Awais Ahmed
Awais Ahmed

Reputation: 111

XPath not working when value has equal operator using virt-xml

I'm running command:

cat ./xml | virt-xml --edit --xml ./tag1/tag2="a=b" > output.xml

it should add text a=b in tag2 but it is creating <tag2=a>b</tag2=a> which is incorrect. I tried to escape equal character as well but no success.

How can I achieve this ?

the command I mentioned above should add text a=b in tag2 but it is creating <tag2=a>b</tag2=a> which is incorrect. I tried to escape equal character as well but no success.

Upvotes: 0

Views: 75

Answers (1)

John Bollinger
John Bollinger

Reputation: 181519

I'm running command:

cat ./xml | virt-xml --edit --xml ./tag1/tag2="a=b" > output.xml

it should add text a=b in tag2 but it is creating <tag2=a>b</tag2=a> which is incorrect. I tried to escape equal character as well but no success.

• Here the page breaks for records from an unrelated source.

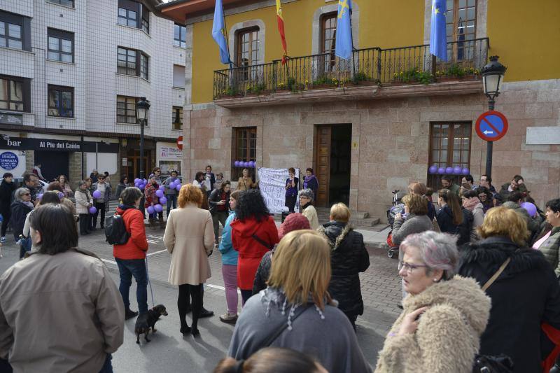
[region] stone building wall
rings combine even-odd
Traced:
[[[539,206],[560,193],[560,145],[526,145],[526,128],[560,126],[560,80],[504,84],[496,110],[508,118],[507,134],[494,144],[496,188],[519,174]],[[190,174],[212,164],[230,177],[232,129],[257,127],[257,163],[266,167],[313,167],[316,125],[351,123],[350,206],[384,217],[391,191],[426,182],[432,122],[472,122],[470,169],[484,171],[486,143],[475,132],[486,111],[484,94],[420,97],[227,109],[212,104],[190,113]],[[560,129],[560,127],[559,127]],[[186,162],[186,164],[187,163]]]

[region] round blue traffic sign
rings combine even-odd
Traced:
[[[4,169],[14,169],[20,163],[20,159],[12,152],[0,154],[0,167]]]
[[[507,119],[499,111],[486,111],[477,119],[477,134],[486,141],[499,140],[507,132]]]

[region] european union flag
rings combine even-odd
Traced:
[[[352,57],[352,24],[350,16],[352,12],[351,0],[338,0],[338,19],[337,20],[337,40],[335,55],[344,59]]]
[[[229,64],[230,50],[227,49],[227,41],[225,40],[225,22],[223,19],[223,6],[222,0],[216,0],[214,8],[214,22],[212,24],[212,38],[220,47],[220,61],[223,64]]]
[[[430,53],[447,61],[447,36],[445,30],[445,0],[432,0]]]

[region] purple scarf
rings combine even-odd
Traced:
[[[312,175],[311,176],[305,176],[305,178],[303,179],[303,188],[307,189],[307,183],[309,183],[312,180],[315,178],[315,175]],[[317,185],[319,185],[318,180],[317,181]]]

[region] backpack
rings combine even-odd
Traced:
[[[127,232],[122,215],[115,214],[105,222],[106,241],[111,245],[124,245],[128,242],[130,233]]]

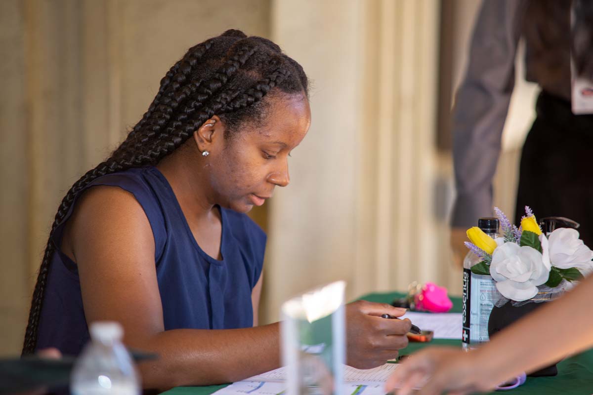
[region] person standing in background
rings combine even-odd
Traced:
[[[579,115],[571,108],[575,94],[572,79],[593,79],[593,61],[588,54],[592,10],[593,4],[582,0],[484,0],[453,110],[457,194],[451,243],[457,264],[467,252],[466,229],[480,217],[492,215],[492,179],[521,37],[525,42],[525,79],[537,82],[541,91],[537,118],[521,154],[516,222],[522,208],[529,205],[542,217],[562,216],[580,223],[581,238],[586,245],[593,244],[593,174],[589,170],[593,107]],[[586,95],[583,91],[586,89],[576,93]]]

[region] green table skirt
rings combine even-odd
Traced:
[[[401,297],[400,293],[369,294],[361,299],[369,301],[390,303],[396,297]],[[451,298],[453,309],[451,312],[461,313],[461,298]],[[550,317],[553,322],[553,317]],[[445,340],[435,339],[428,343],[429,345],[447,345],[455,347],[461,346],[460,340]],[[409,354],[425,347],[426,343],[410,343],[406,348],[400,351],[400,355]],[[593,349],[566,358],[559,362],[558,375],[554,377],[528,377],[523,386],[514,390],[492,393],[498,394],[530,394],[531,395],[552,395],[566,394],[566,395],[592,395],[593,394]],[[468,374],[471,374],[468,372]],[[218,390],[224,388],[228,384],[221,386],[208,386],[205,387],[177,387],[165,393],[167,395],[209,395]]]

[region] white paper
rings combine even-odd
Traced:
[[[361,370],[345,365],[342,393],[384,395],[385,382],[398,366],[397,364],[385,364],[373,369]],[[286,379],[286,368],[280,368],[234,383],[214,393],[216,395],[283,395],[287,387]],[[415,389],[419,389],[420,386]]]
[[[397,364],[385,364],[372,369],[361,370],[351,366],[344,366],[344,381],[346,383],[358,381],[385,383],[387,377],[397,368]],[[286,368],[279,368],[275,370],[259,374],[246,379],[250,381],[283,381],[286,380]]]
[[[409,318],[422,330],[434,332],[433,339],[461,339],[461,313],[416,313],[408,311],[400,319]]]
[[[219,390],[217,395],[282,395],[286,389],[285,382],[238,381]],[[347,395],[384,395],[382,383],[342,384],[342,392]]]

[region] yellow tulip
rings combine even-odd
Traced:
[[[494,252],[494,249],[498,246],[494,239],[484,233],[477,226],[470,227],[467,230],[467,237],[478,248],[484,250],[489,254]]]
[[[540,229],[540,226],[537,224],[537,221],[535,220],[535,216],[531,216],[531,217],[527,217],[522,219],[521,220],[521,226],[524,230],[533,232],[538,236],[541,235],[541,229]]]

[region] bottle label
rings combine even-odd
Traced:
[[[471,294],[471,271],[469,269],[463,269],[463,294],[461,307],[461,320],[463,322],[463,329],[461,332],[461,341],[464,343],[470,342],[470,303]]]
[[[496,287],[490,276],[474,274],[470,270],[467,271],[470,272],[469,342],[482,343],[489,340],[488,320],[494,307]]]

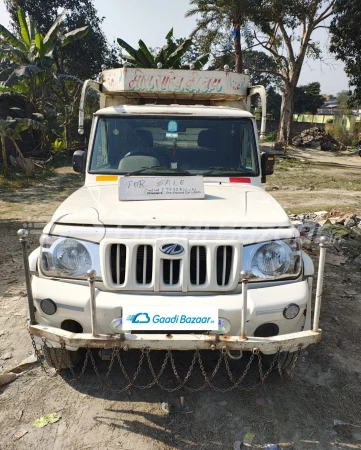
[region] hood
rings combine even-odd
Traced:
[[[272,196],[250,184],[205,183],[202,200],[119,201],[118,185],[83,186],[52,222],[69,225],[168,227],[290,227]]]

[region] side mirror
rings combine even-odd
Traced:
[[[275,157],[271,153],[261,154],[261,172],[262,172],[262,183],[266,182],[267,175],[273,175],[275,166]]]
[[[76,150],[73,154],[74,172],[84,173],[85,163],[86,163],[86,152],[84,150]]]

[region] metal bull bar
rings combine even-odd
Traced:
[[[320,259],[318,269],[318,285],[316,292],[316,301],[314,307],[314,320],[312,330],[278,335],[269,338],[247,336],[245,331],[247,321],[247,292],[248,292],[248,274],[241,272],[242,277],[242,320],[240,336],[223,336],[217,334],[195,335],[189,334],[131,334],[119,333],[114,335],[99,335],[97,333],[96,316],[96,295],[95,295],[95,271],[88,271],[88,282],[90,289],[90,311],[91,311],[91,329],[92,333],[72,333],[63,329],[37,325],[35,320],[35,307],[31,290],[30,270],[26,250],[27,241],[26,230],[19,230],[18,235],[23,248],[26,287],[28,292],[29,304],[29,332],[35,337],[44,339],[54,347],[65,347],[68,350],[77,350],[79,347],[88,348],[122,348],[144,349],[149,347],[152,350],[237,350],[254,351],[258,349],[261,352],[275,353],[280,349],[282,351],[305,348],[310,344],[315,344],[321,340],[321,330],[319,326],[322,288],[325,267],[325,255],[329,238],[321,237],[320,240]]]

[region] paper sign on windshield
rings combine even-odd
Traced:
[[[192,331],[218,330],[218,309],[179,306],[124,306],[123,329]]]
[[[203,199],[202,176],[121,177],[119,200]]]

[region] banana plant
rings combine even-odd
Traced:
[[[193,63],[197,70],[201,70],[202,67],[208,62],[209,55],[207,54],[201,55],[195,61],[190,61],[188,64],[182,64],[184,55],[192,46],[192,39],[185,39],[179,45],[179,43],[177,43],[174,39],[173,28],[168,32],[165,38],[167,43],[154,55],[141,39],[138,41],[138,50],[134,49],[123,39],[118,38],[117,41],[118,44],[128,53],[127,55],[124,55],[124,58],[128,59],[130,61],[130,65],[133,67],[156,68],[157,64],[161,63],[162,66],[166,68],[180,69]]]
[[[35,22],[18,9],[20,36],[15,36],[0,25],[0,59],[7,60],[12,72],[2,85],[0,91],[13,91],[26,96],[36,109],[44,113],[47,89],[55,74],[54,57],[60,47],[84,37],[89,27],[85,26],[63,32],[62,22],[66,16],[64,10],[43,36],[37,31]],[[9,72],[9,68],[5,69]],[[0,73],[4,76],[4,72]]]
[[[7,119],[0,119],[0,139],[2,147],[2,158],[3,158],[3,176],[8,178],[8,161],[7,161],[7,151],[6,151],[6,140],[9,139],[18,154],[17,161],[19,166],[22,167],[26,174],[30,177],[35,176],[34,164],[31,159],[25,158],[22,154],[17,141],[21,140],[21,133],[25,130],[32,128],[33,130],[42,130],[44,125],[36,120],[27,118],[16,118],[12,119],[8,117]]]

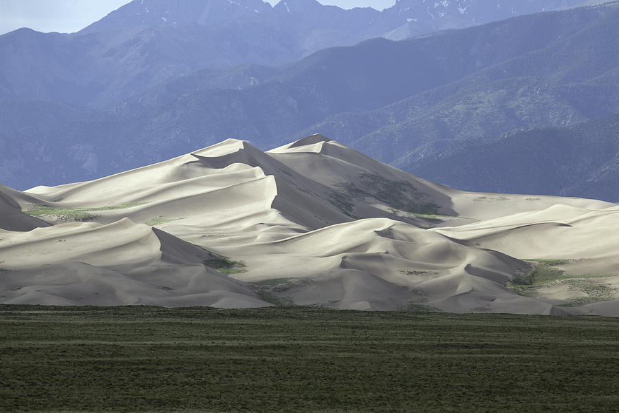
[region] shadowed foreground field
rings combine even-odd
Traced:
[[[0,411],[611,412],[619,319],[0,306]]]

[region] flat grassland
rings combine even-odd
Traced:
[[[1,412],[611,412],[619,319],[0,306]]]

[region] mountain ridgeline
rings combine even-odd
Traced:
[[[583,0],[400,0],[345,10],[316,0],[134,0],[72,34],[0,36],[0,98],[106,107],[197,70],[276,66],[321,49],[400,39]],[[397,35],[390,34],[398,32]]]
[[[321,132],[459,189],[616,201],[617,2],[393,40],[580,3],[144,0],[71,35],[17,30],[0,36],[21,54],[0,65],[1,182],[58,184],[226,138],[268,149]],[[50,68],[23,70],[35,56]],[[480,153],[490,148],[522,153],[510,171],[526,173]],[[560,172],[580,153],[583,173]]]

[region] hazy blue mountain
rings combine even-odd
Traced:
[[[428,7],[424,0],[402,0],[382,12],[316,0],[285,0],[275,7],[261,0],[134,0],[72,34],[19,30],[0,36],[0,98],[106,107],[197,70],[277,66],[372,37],[401,39],[514,15],[506,8],[523,14],[581,1],[433,2],[435,18],[420,20],[402,34],[398,28],[411,24],[409,12]],[[400,34],[390,34],[396,30]]]
[[[554,193],[619,201],[619,115],[461,141],[412,169],[475,191]]]
[[[228,138],[269,149],[309,131],[440,182],[415,168],[461,142],[619,113],[618,21],[616,8],[574,9],[370,40],[279,69],[203,69],[144,85],[105,111],[8,102],[14,110],[0,129],[0,177],[20,189],[57,184]],[[39,112],[54,118],[33,122]],[[597,193],[609,199],[603,186]]]

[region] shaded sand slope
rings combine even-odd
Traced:
[[[19,204],[13,198],[15,195],[29,200],[19,191],[0,185],[0,229],[30,231],[39,226],[50,225],[42,220],[23,213]],[[36,202],[34,200],[33,201]]]
[[[129,219],[0,231],[0,300],[45,304],[267,305],[202,265],[202,248]],[[182,263],[182,264],[180,264]]]
[[[400,210],[400,217],[440,214],[433,217],[450,224],[461,224],[523,211],[541,209],[562,203],[599,209],[609,202],[556,196],[463,192],[415,177],[372,159],[325,136],[316,134],[268,152],[301,174],[325,184],[351,199],[354,213],[364,203],[386,210]],[[362,216],[365,216],[361,213]],[[392,217],[393,218],[393,217]],[[436,224],[436,223],[434,223]]]
[[[591,211],[556,204],[435,231],[537,260],[531,285],[520,287],[525,293],[573,305],[593,303],[580,310],[619,315],[619,206]]]
[[[439,236],[437,236],[439,235]],[[235,247],[224,248],[236,253]],[[528,264],[389,219],[331,226],[279,241],[246,245],[248,272],[284,301],[386,310],[423,304],[455,312],[566,312],[505,287]]]
[[[561,257],[568,246],[553,250],[553,240],[580,227],[569,259],[611,268],[614,244],[592,242],[616,206],[461,192],[321,135],[268,153],[228,140],[94,181],[2,193],[15,217],[3,223],[17,226],[0,233],[3,302],[614,311],[557,306],[594,296],[566,295],[569,286],[524,293],[535,263],[517,258]],[[41,220],[54,225],[35,228]],[[536,226],[547,237],[538,243],[526,233]],[[513,242],[501,234],[519,231],[522,248],[545,255],[503,245]]]
[[[352,220],[325,200],[332,192],[248,142],[228,140],[153,165],[28,193],[58,209],[94,208],[104,222],[182,219],[177,224],[242,229],[266,221],[298,231]],[[101,209],[109,206],[122,207]]]

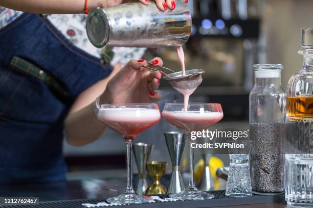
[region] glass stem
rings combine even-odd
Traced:
[[[131,147],[132,146],[132,140],[128,139],[126,140],[126,143],[127,150],[127,187],[124,193],[135,194],[135,192],[132,189],[132,172],[131,171]]]
[[[188,137],[190,138],[189,136]],[[193,158],[194,158],[194,151],[193,148],[191,147],[191,143],[192,140],[189,139],[189,148],[190,149],[190,178],[189,178],[189,186],[188,186],[188,189],[191,190],[196,190],[196,188],[194,185],[194,172],[193,170]]]

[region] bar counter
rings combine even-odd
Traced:
[[[134,177],[136,181],[136,176]],[[69,180],[65,181],[42,184],[29,183],[1,185],[0,186],[0,196],[11,197],[38,197],[40,202],[103,198],[118,195],[124,191],[126,184],[126,177],[118,177]],[[208,204],[209,204],[210,200],[207,201]],[[149,204],[146,204],[145,206],[148,207],[149,206]],[[284,202],[283,202],[219,207],[225,208],[283,208],[287,207],[287,205]],[[82,206],[82,207],[83,206]]]

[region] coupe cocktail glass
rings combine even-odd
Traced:
[[[220,104],[189,103],[187,111],[184,110],[183,103],[166,103],[162,116],[169,123],[183,131],[191,143],[190,134],[193,131],[202,131],[216,123],[223,118]],[[200,191],[194,185],[193,170],[194,149],[190,148],[190,178],[188,187],[181,193],[170,195],[178,199],[203,200],[211,199],[212,194]]]
[[[98,118],[103,123],[120,134],[126,143],[127,151],[127,186],[119,196],[109,198],[110,203],[134,204],[149,201],[136,193],[132,188],[131,146],[132,141],[143,131],[156,123],[161,114],[156,104],[128,103],[101,105]]]

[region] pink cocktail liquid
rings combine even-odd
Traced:
[[[185,71],[185,55],[184,54],[184,50],[183,46],[180,45],[177,46],[177,54],[178,54],[178,58],[180,59],[180,63],[181,63],[181,67],[182,68],[182,75],[185,76],[186,72]],[[178,92],[183,94],[184,95],[184,110],[185,112],[187,112],[188,102],[189,100],[189,96],[194,92],[196,88],[191,89],[189,90],[183,90],[176,89]]]
[[[118,132],[124,139],[133,139],[141,132],[161,119],[159,109],[143,108],[100,109],[100,121]]]
[[[222,112],[210,111],[163,112],[162,116],[172,125],[185,132],[206,129],[223,118]]]
[[[185,71],[185,55],[184,54],[184,50],[183,50],[183,46],[182,45],[177,46],[177,54],[180,59],[181,67],[182,68],[182,75],[185,76],[186,75]]]

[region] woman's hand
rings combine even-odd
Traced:
[[[151,61],[155,66],[163,64],[159,58]],[[143,67],[146,64],[144,59],[129,61],[108,82],[100,104],[147,103],[160,100],[161,94],[153,91],[159,88],[162,73]]]
[[[168,9],[173,10],[176,8],[175,0],[100,0],[100,7],[105,8],[113,7],[123,3],[140,2],[143,4],[149,4],[149,1],[154,1],[156,6],[161,11],[165,11]],[[183,0],[180,0],[183,1]],[[185,0],[185,2],[187,0]],[[188,1],[187,1],[188,2]]]

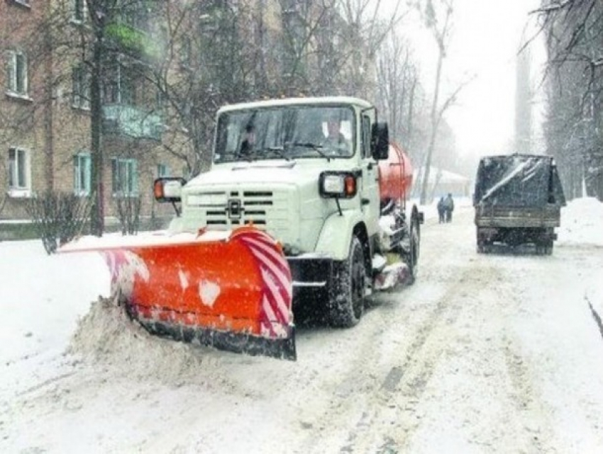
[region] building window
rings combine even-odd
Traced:
[[[80,64],[73,67],[72,103],[80,109],[90,108],[90,78],[86,68]]]
[[[29,156],[22,148],[9,149],[9,193],[26,196],[30,190]]]
[[[138,195],[136,159],[114,158],[111,161],[114,197]]]
[[[170,176],[170,167],[165,164],[157,164],[157,176],[158,177]]]
[[[180,64],[188,68],[191,62],[191,38],[183,36],[180,42]]]
[[[82,23],[86,20],[86,0],[71,0],[71,19]]]
[[[9,91],[27,96],[27,57],[21,52],[9,50],[6,55],[6,76]]]
[[[20,5],[23,5],[23,6],[27,6],[30,8],[30,0],[13,0],[15,3],[18,3]]]
[[[73,191],[76,195],[89,195],[92,160],[89,153],[73,157]]]

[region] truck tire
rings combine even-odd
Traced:
[[[348,259],[333,263],[328,302],[328,317],[332,326],[349,328],[360,322],[365,309],[365,286],[363,245],[356,237],[353,237]]]

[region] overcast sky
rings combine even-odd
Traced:
[[[529,12],[538,4],[538,0],[455,0],[453,33],[444,62],[441,99],[475,76],[446,115],[460,153],[481,155],[511,151],[516,54],[529,20]],[[424,84],[431,91],[437,58],[434,41],[418,23],[416,30],[411,23],[403,27],[404,34],[415,43]],[[526,33],[533,34],[533,28]],[[536,64],[533,71],[537,72],[542,51],[535,48],[532,55]]]

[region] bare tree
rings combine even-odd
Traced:
[[[543,0],[537,15],[548,51],[545,134],[570,198],[603,200],[603,4],[599,0]]]
[[[423,109],[423,91],[410,44],[392,33],[377,58],[377,106],[389,125],[389,135],[414,161],[424,158],[416,128]],[[415,137],[417,136],[417,137]]]

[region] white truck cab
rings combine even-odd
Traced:
[[[157,200],[181,203],[170,230],[265,230],[283,246],[294,305],[309,293],[332,324],[355,324],[385,266],[376,256],[397,254],[413,279],[418,259],[416,208],[394,213],[383,241],[378,161],[387,158],[389,137],[377,115],[343,96],[222,107],[211,169],[185,183],[155,181]]]

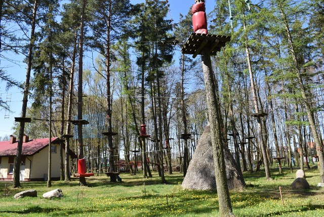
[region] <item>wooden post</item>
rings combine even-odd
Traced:
[[[279,191],[280,192],[280,197],[281,199],[281,203],[282,204],[282,206],[284,205],[284,198],[282,198],[282,193],[281,192],[281,187],[279,187]]]

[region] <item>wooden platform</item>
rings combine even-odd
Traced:
[[[281,159],[285,159],[284,157],[274,157],[272,158],[273,159],[273,160],[280,160]]]
[[[89,177],[93,176],[94,175],[95,175],[94,173],[74,173],[73,174],[74,177]]]
[[[110,135],[115,136],[118,135],[118,133],[114,132],[104,132],[102,133],[103,135],[108,136]]]
[[[191,133],[182,133],[180,136],[180,138],[182,139],[189,139],[191,138]]]
[[[25,122],[30,123],[31,122],[31,118],[21,118],[20,117],[15,117],[15,122]]]
[[[257,118],[258,117],[264,117],[266,116],[267,115],[268,115],[268,113],[265,113],[264,112],[250,114],[250,116],[254,117],[255,118]]]
[[[63,138],[72,138],[73,137],[73,135],[70,134],[63,134],[62,135],[62,137]]]
[[[254,138],[255,138],[254,136],[247,136],[247,137],[244,137],[242,138],[244,138],[245,139],[252,139]]]
[[[89,122],[86,120],[73,120],[71,121],[71,123],[72,123],[74,125],[77,125],[78,124],[84,125],[89,124]]]
[[[230,41],[230,35],[192,33],[182,47],[181,53],[192,54],[192,57],[195,58],[200,54],[202,49],[207,46],[210,48],[211,56],[215,56],[222,47],[225,47],[226,42]]]

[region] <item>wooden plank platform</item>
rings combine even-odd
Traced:
[[[103,132],[102,133],[103,135],[105,135],[105,136],[114,136],[114,135],[118,135],[118,133],[116,133],[114,132]]]
[[[25,122],[30,123],[31,122],[31,118],[22,118],[20,117],[15,117],[15,122]]]
[[[73,135],[63,134],[62,135],[62,137],[63,138],[72,138],[73,137]]]
[[[191,138],[191,133],[182,133],[180,136],[180,138],[182,139],[189,139]]]
[[[207,46],[210,48],[211,56],[215,56],[222,47],[225,47],[226,42],[230,41],[230,35],[192,33],[182,47],[181,53],[192,54],[192,57],[195,58],[200,54],[201,50]]]
[[[268,113],[265,113],[264,112],[250,114],[250,116],[254,117],[255,118],[257,118],[258,117],[264,117],[266,116],[267,115],[268,115]]]
[[[242,138],[244,138],[244,139],[252,139],[254,138],[255,138],[254,136],[247,136],[247,137],[244,137]]]
[[[71,121],[74,125],[77,125],[78,124],[82,124],[83,125],[89,124],[89,122],[86,120],[73,120]]]

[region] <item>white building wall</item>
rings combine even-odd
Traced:
[[[56,147],[56,153],[52,153],[51,174],[52,178],[60,177],[60,146],[53,144]],[[63,153],[63,159],[65,157],[64,152]],[[63,161],[63,164],[64,164]],[[49,165],[49,148],[48,147],[34,155],[31,162],[31,172],[30,178],[47,178]]]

The quotation marks in your command are interpreted by the shell. virt-xml never sees them. And if it did (for example, if you escaped them from shell interpretation), then I anticipate that it would interpret them as literal characters. Similar applies to escaping one or more of the = signs.

The docs for virt-xml's --xml option are only summarized in that command's own manual page. It refers to the docs for virt-install for a full explanation, which explains that --xml has sub-options. You are, by default, using the xpath.set suboption to specify both node to edit and a value to set, but you can also specify the value to set separately via the xpath.value suboption. Its docs include:

May help sidestep problems if the string you need to set contains a '=' equals sign.

That's exactly your situation.

I anticipate, then, that you can obtain the result you want with

cat ./xml | 
  virt-xml --edit --xml xpath.set=./tag1/tag2 xpath.value=a=b \
  > output.xml

Or at least, that should resolve the particular you asked in the question.